Ce magistrat a rendu compte des plaidoiries dans le délibéré de la Cour, composée de :
Madame Marie-Luce GRANDEMANGE, Présidente
Madame Elisabeth MEHL-JUNGBLUTH, Conseillère
Mme Aline DELIÈRE, Conseillère
Greffier : Mme Martine JOANTAUZY, greffier lors des débats
ARRÊT :
— contradictoire,
— mise à disposition de l’arrêt au greffe de la Cour, les parties en ayant été préalablement avisées dans les conditions prévues au deuxième alinéa de l’article 450 du Code de procédure civile,
— signé par Madame Marie-Luce GRANDEMANGE, présidente et par Madame Martine JOANTAUZY, greffier à laquelle la minute de la décision a été remise par le magistrat signataire.

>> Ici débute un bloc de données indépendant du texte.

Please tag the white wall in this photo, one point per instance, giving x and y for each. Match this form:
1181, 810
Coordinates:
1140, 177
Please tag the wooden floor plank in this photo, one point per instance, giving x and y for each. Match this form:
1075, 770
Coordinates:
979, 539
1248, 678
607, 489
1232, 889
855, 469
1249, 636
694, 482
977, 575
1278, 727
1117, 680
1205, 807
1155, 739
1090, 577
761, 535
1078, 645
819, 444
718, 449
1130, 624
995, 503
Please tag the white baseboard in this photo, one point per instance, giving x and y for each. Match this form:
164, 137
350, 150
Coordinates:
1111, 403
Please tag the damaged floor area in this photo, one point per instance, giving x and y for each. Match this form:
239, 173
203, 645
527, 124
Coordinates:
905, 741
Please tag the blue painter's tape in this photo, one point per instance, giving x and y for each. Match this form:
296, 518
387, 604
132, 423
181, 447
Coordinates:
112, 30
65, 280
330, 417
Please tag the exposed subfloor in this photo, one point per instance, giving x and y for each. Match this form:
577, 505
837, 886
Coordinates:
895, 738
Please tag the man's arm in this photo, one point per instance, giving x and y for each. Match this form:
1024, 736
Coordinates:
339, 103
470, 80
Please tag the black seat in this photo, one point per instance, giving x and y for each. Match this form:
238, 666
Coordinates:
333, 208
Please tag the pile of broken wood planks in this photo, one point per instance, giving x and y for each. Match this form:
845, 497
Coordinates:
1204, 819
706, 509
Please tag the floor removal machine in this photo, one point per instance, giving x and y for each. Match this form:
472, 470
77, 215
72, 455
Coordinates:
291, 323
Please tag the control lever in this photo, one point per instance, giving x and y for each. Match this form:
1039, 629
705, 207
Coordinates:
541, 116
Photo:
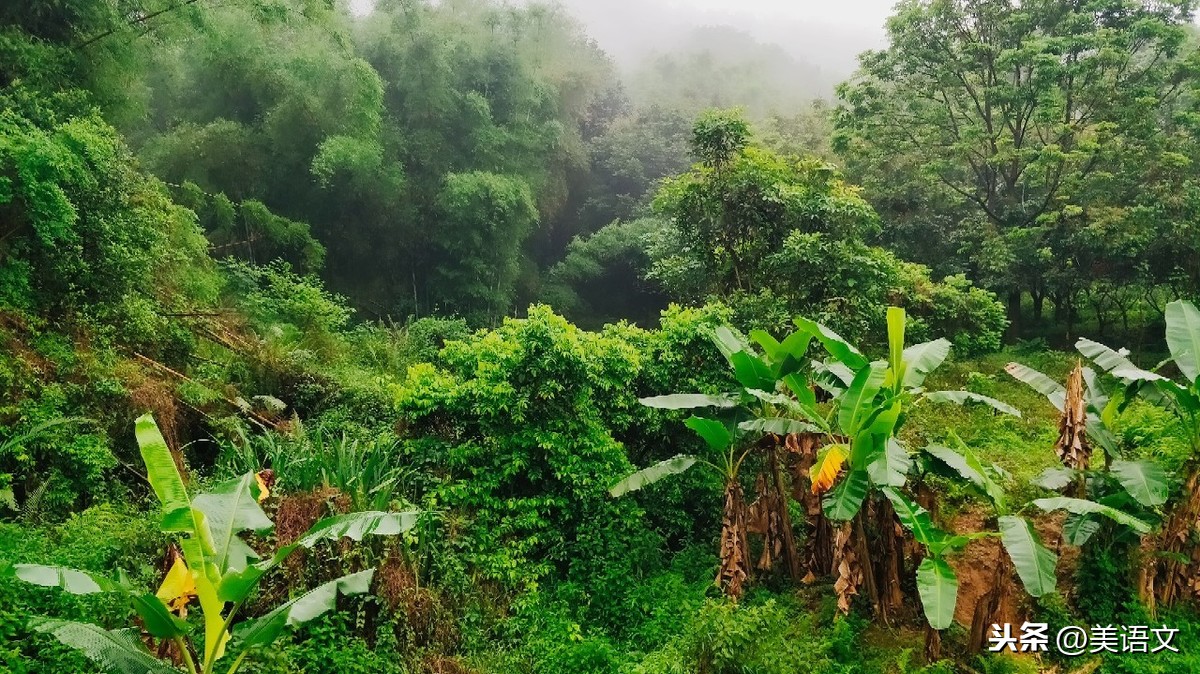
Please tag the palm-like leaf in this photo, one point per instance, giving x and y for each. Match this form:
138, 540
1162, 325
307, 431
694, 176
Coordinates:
1084, 506
1183, 337
651, 475
1145, 481
964, 397
689, 401
357, 525
118, 651
1054, 391
1033, 561
263, 631
923, 359
939, 589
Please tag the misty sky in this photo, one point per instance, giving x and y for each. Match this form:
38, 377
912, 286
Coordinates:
826, 34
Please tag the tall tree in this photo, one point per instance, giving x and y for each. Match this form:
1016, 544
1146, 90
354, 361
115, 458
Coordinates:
1001, 115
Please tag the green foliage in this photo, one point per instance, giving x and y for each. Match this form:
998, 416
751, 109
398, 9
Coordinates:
485, 218
1023, 152
99, 539
517, 416
84, 232
601, 277
751, 227
221, 566
726, 638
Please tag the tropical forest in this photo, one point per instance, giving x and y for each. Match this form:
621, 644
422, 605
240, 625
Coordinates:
599, 337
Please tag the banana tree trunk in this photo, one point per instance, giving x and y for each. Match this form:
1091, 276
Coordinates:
735, 552
988, 609
1177, 578
819, 543
769, 517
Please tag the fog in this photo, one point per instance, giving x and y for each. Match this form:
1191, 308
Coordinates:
823, 37
827, 35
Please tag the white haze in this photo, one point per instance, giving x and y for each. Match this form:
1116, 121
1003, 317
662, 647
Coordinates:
827, 35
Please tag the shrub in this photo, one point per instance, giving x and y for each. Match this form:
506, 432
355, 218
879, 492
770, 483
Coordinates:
515, 420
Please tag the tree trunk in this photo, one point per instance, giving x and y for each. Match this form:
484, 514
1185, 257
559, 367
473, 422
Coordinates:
1176, 578
817, 553
990, 605
1014, 313
933, 645
735, 552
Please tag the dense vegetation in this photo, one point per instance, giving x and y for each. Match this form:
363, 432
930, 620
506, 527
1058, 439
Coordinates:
433, 341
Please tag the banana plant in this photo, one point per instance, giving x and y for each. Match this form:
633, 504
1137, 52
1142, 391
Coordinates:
1021, 547
217, 569
733, 428
1137, 487
1176, 570
870, 401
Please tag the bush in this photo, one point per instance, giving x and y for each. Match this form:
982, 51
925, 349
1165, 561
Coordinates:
101, 539
515, 422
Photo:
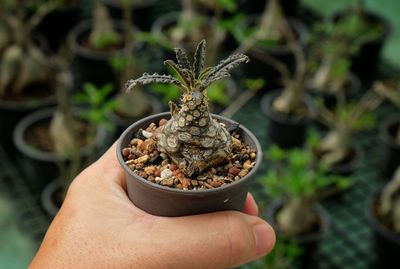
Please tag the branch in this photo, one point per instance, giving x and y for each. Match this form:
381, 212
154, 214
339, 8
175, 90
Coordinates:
155, 78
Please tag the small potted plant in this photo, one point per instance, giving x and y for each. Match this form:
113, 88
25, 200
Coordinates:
298, 181
93, 44
27, 78
264, 36
390, 128
384, 217
288, 109
369, 28
330, 61
130, 106
188, 161
336, 149
52, 139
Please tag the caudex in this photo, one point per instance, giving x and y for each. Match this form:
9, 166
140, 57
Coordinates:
192, 138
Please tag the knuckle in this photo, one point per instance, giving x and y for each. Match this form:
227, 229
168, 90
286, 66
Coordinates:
237, 238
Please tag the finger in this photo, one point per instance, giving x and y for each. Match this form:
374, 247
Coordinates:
217, 240
250, 207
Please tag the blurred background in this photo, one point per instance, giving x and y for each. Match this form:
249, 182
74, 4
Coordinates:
320, 93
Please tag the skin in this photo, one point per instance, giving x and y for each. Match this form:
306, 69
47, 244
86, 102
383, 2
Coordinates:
99, 227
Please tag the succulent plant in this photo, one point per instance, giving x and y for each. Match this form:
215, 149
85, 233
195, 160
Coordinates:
192, 138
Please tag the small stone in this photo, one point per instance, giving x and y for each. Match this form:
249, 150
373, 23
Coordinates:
147, 134
142, 159
168, 182
143, 174
166, 173
173, 166
150, 170
243, 173
234, 171
151, 178
135, 141
162, 122
247, 165
156, 160
126, 152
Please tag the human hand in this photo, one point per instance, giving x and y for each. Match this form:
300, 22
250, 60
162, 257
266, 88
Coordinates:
99, 227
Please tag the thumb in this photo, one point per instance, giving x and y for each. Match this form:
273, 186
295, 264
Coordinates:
219, 240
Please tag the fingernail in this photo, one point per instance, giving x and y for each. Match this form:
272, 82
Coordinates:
265, 238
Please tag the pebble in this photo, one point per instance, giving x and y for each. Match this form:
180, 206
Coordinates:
234, 171
162, 122
150, 170
166, 173
142, 159
168, 182
243, 173
247, 165
143, 174
173, 166
147, 134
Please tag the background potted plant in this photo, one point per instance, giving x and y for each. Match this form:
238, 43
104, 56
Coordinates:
27, 79
51, 139
390, 128
93, 44
192, 141
336, 149
384, 217
298, 181
131, 106
289, 109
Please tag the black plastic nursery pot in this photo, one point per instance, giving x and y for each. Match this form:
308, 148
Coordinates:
387, 243
164, 201
51, 198
91, 65
365, 62
289, 7
391, 149
140, 12
307, 242
351, 89
12, 111
56, 25
40, 166
285, 131
258, 68
120, 122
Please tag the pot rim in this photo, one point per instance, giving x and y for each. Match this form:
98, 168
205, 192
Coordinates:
34, 117
374, 221
137, 5
187, 192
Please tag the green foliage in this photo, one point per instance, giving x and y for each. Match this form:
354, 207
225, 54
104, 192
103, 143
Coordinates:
297, 174
97, 105
106, 41
254, 84
191, 77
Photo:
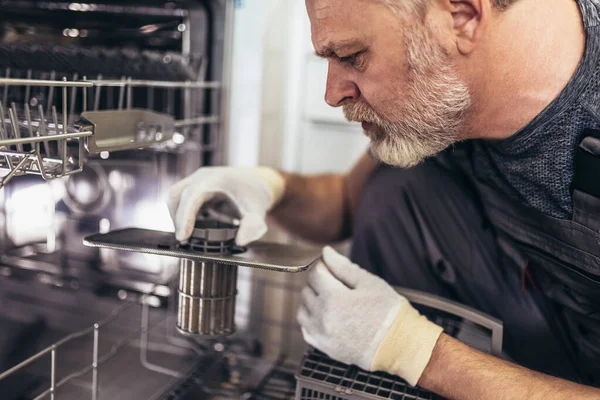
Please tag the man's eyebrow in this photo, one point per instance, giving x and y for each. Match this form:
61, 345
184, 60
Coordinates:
333, 49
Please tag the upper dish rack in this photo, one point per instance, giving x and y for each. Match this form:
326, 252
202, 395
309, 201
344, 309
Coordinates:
43, 139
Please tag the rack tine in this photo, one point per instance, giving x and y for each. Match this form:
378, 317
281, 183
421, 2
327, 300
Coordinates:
73, 100
3, 131
43, 129
63, 142
28, 87
12, 113
65, 106
28, 117
13, 171
84, 106
95, 363
121, 93
5, 96
55, 120
51, 94
97, 95
129, 94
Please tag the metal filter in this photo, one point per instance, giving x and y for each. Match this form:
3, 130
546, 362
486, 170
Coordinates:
207, 290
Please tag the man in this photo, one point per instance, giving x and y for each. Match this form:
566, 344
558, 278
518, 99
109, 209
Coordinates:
484, 105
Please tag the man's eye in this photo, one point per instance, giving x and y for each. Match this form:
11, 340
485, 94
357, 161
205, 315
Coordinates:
353, 60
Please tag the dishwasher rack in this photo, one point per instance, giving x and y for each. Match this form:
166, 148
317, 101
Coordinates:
200, 363
43, 140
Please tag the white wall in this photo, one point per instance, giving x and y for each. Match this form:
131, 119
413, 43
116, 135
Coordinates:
279, 118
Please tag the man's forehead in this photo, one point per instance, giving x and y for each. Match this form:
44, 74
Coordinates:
337, 25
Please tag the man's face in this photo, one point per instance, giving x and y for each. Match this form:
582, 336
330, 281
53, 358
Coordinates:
389, 72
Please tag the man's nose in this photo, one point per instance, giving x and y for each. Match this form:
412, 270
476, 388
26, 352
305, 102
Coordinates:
340, 90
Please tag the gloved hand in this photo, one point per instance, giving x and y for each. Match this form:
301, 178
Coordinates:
355, 317
254, 191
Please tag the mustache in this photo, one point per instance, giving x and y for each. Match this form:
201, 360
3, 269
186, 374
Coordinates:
359, 112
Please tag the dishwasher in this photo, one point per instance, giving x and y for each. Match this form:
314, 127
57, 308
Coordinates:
103, 107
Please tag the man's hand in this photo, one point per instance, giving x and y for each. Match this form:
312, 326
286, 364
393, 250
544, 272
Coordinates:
457, 371
357, 318
254, 191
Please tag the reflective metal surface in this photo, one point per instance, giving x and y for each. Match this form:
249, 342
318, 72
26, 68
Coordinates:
207, 294
271, 256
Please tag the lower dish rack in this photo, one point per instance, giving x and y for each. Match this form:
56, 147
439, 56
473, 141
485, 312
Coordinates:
320, 377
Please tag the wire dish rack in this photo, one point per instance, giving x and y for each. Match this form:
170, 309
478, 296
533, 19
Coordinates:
320, 377
49, 126
135, 353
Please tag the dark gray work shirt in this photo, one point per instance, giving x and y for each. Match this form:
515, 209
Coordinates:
536, 165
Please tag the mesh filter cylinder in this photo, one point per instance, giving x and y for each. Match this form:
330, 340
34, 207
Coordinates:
207, 290
207, 294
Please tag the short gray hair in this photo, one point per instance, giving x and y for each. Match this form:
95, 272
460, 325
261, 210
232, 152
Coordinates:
418, 6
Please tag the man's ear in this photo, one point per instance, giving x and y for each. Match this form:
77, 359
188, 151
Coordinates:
470, 18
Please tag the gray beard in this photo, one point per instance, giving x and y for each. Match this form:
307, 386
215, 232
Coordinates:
434, 108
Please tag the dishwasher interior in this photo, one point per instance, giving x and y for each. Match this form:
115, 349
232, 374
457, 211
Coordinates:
100, 323
109, 316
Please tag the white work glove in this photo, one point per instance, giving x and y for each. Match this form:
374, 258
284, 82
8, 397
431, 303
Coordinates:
357, 318
254, 191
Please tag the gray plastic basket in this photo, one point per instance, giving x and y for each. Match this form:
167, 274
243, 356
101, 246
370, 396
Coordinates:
320, 377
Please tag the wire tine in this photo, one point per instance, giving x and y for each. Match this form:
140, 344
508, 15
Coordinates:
97, 95
51, 94
13, 171
64, 158
84, 106
43, 129
28, 117
73, 101
5, 96
12, 113
65, 106
121, 94
56, 132
3, 132
28, 87
129, 94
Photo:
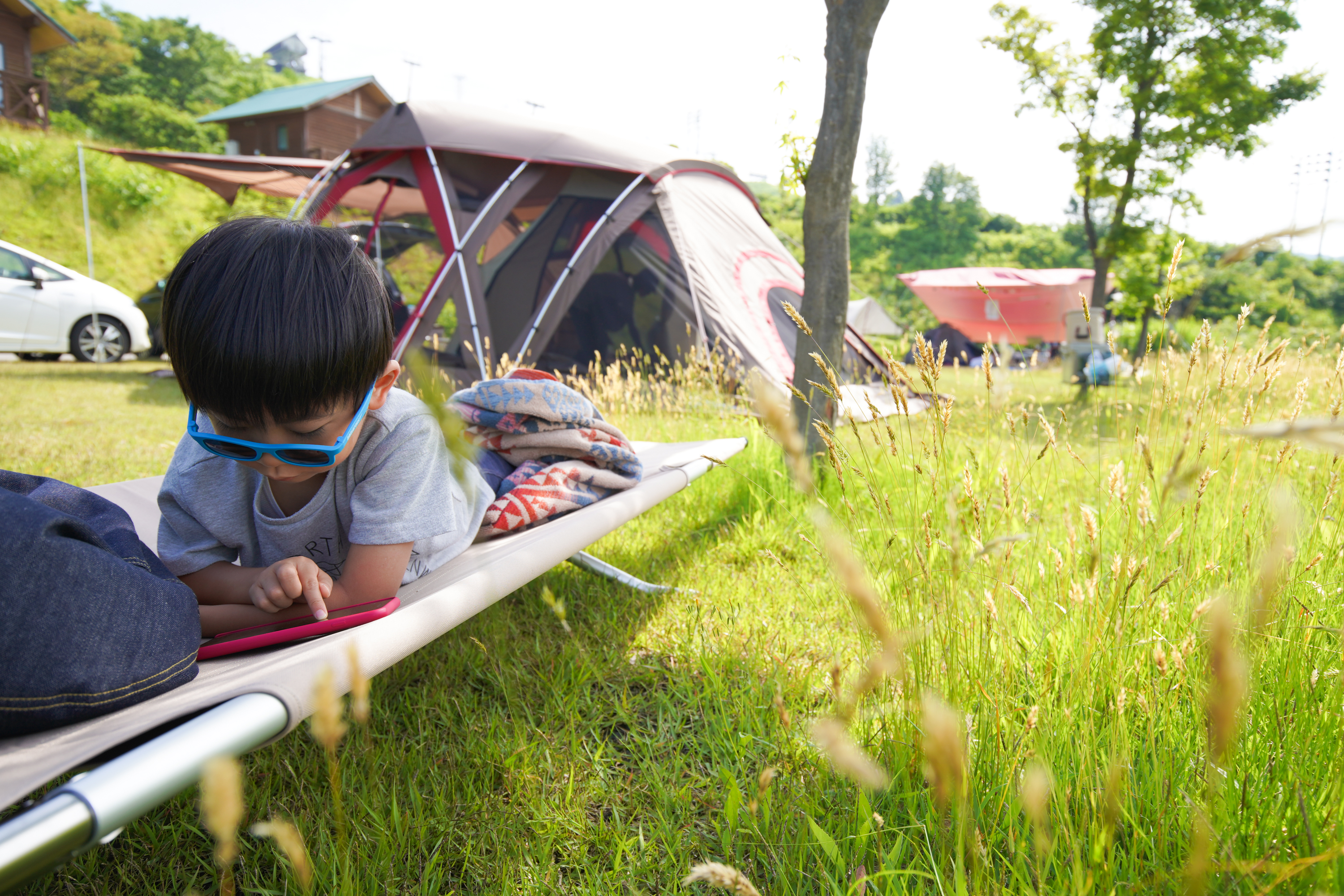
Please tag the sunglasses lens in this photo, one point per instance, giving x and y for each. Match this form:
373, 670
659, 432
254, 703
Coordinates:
304, 457
230, 450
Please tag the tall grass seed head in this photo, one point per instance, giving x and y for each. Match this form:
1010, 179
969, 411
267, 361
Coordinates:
846, 755
722, 878
291, 844
327, 724
222, 805
358, 687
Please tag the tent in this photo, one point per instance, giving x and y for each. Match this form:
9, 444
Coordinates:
1015, 307
869, 319
562, 245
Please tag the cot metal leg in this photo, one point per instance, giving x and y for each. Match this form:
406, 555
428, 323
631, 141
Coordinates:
92, 809
588, 562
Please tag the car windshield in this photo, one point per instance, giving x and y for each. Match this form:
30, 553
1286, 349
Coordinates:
14, 265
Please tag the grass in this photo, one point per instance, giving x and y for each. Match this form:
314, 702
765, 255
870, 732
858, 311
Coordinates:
511, 757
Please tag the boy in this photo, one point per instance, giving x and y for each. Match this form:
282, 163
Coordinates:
306, 481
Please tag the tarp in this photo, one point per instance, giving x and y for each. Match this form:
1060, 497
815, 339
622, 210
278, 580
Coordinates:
431, 606
869, 319
574, 245
271, 175
1021, 306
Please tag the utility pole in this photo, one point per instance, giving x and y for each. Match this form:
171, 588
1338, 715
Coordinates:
322, 57
1297, 190
410, 72
1326, 203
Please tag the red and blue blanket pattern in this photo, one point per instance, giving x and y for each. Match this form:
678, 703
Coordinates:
565, 454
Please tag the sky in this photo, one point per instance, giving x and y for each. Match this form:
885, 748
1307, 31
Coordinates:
705, 76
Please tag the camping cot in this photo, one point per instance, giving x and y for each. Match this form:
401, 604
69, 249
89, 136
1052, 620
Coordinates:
148, 753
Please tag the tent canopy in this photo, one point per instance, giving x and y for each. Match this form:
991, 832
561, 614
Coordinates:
1017, 304
869, 318
562, 246
272, 175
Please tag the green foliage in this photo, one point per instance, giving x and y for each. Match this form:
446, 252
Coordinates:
143, 218
1162, 84
144, 81
508, 757
152, 124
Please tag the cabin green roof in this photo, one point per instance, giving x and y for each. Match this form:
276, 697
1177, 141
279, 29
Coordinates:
293, 97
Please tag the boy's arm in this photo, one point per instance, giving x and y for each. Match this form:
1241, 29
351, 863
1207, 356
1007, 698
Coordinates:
371, 571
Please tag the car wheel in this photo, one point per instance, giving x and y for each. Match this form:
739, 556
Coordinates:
103, 345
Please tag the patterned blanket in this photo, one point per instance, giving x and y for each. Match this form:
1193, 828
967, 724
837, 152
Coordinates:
565, 456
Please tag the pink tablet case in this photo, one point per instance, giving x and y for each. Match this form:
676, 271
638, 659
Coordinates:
215, 648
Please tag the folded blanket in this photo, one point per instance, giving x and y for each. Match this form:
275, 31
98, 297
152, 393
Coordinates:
565, 456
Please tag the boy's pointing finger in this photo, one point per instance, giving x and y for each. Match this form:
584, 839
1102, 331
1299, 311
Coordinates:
314, 593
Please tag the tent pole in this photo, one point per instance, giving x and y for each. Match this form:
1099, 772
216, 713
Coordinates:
318, 182
577, 254
409, 330
457, 256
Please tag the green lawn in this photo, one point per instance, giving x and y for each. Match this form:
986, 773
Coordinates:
511, 757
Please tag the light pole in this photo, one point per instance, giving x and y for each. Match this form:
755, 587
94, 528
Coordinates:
410, 73
322, 57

RAPPEL DES FAITS ET DE LA PROCÉDURE
Madame A X a été embauchée par la SAS Auxiliadom par contrat de travail à durée indéterminée en date du 12 décembre 2011 en qualité d’aide à domicile pour un temps de travail partiel aménagé de 352 heures par an. Par avenant en date du 08 avril 2013 le temps de travail était porté à 900 heures par an.
Par lettre recommandée datée du 10 février 2014, Madame X prenait acte de la rupture de son contrat de travail en reprochant à son employeur le non paiement de ses heures supplémentaires et de ses frais de transport.
Le 18 juillet 2014, Madame X a saisi le Conseil de Prud’hommes de Paris en paiement de rappels de salaires, de remboursement de frais de transport et de requalification de la prise d’acte de la rupture du contrat de travail en licenciement sans cause réelle et sérieuse.
Par décision en date du 19 juillet 2016, le Conseil de Prud’hommes a condamné la société Auxiliadom à payer à Madame X les sommes suivantes :
— 49,56 euros à titre de rappel de salaire,
— 4,95 euros à titre de congés payés afférents,
— 318,50 euros à titre d’indemnité de licenciement,
ces sommes produisant intérêts au taux légal à compter de la réception par la société Auxiliadom de sa convocation devant le bureau de conciliation,
— 4095 € à titre d’indemnité pour licenciement sans cause réelle et sérieuse avec intérêts au taux légal à compter du prononcé de la décision,
— 700 € au titre de l’article 700 du code de procédure.
Il a débouté Madame X de ses autres demandes et la société Auxiliadom de sa demande reconventionnelle.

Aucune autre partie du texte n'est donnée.